FIG. 6A shows ROC curves comparing Eclass “non-deep” learning and CNN deep learning approaches to automated screening and FIG. 6B shows an example of imaging biomarkers that may be fed to the Eclass non deep machine learning algorithms.

It will be appreciated that for simplicity and clarity of illustration, elements shown in the figures have not necessarily been drawn to scale. For example, the dimensions of some of the elements may be exaggerated relative to other elements for clarity. Further, where considered appropriate, reference numerals may be repeated among the figures to indicate corresponding or analogous elements.

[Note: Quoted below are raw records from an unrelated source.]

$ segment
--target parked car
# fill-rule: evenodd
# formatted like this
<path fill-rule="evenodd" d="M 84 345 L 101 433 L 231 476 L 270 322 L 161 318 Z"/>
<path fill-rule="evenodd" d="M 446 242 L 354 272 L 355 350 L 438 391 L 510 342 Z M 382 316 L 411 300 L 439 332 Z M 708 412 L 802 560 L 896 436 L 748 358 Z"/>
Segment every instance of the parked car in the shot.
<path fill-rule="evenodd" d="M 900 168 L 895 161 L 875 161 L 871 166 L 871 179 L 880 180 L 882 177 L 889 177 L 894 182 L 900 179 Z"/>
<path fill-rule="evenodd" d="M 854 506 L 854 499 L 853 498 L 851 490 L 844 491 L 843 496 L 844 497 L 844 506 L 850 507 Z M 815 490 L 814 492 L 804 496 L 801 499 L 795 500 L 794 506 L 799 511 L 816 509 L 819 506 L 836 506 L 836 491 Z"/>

DETAILED DESCRIPTION OF THE PRESENT INVENTION

In the following detailed description, numerous specific details are set forth in order to provide a thorough understanding of the invention. However, it will be understood by those skilled in the art that the present invention may be practiced without these specific details. In other instances, well-known methods, procedures, and components have not been described in detail so as not to obscure the present invention.

FIG. 1 shows the spectral dependence of two imaging biomarkers on one sample lesion over the entire spectrum, as a function of wavelength, providing evidence that a machine learning algorithm utilizing a range of wavelengths may achieve higher sensitivity and specificity compared to RGB equivalent values. The two imaging biomarkers selected for analysis were the most melanoma-predictive RGB biomarkers identified in the aforesaid U.S. Patent Application Publication No. 2018/0235534 (i.e., “optimum imaging biomarkers”).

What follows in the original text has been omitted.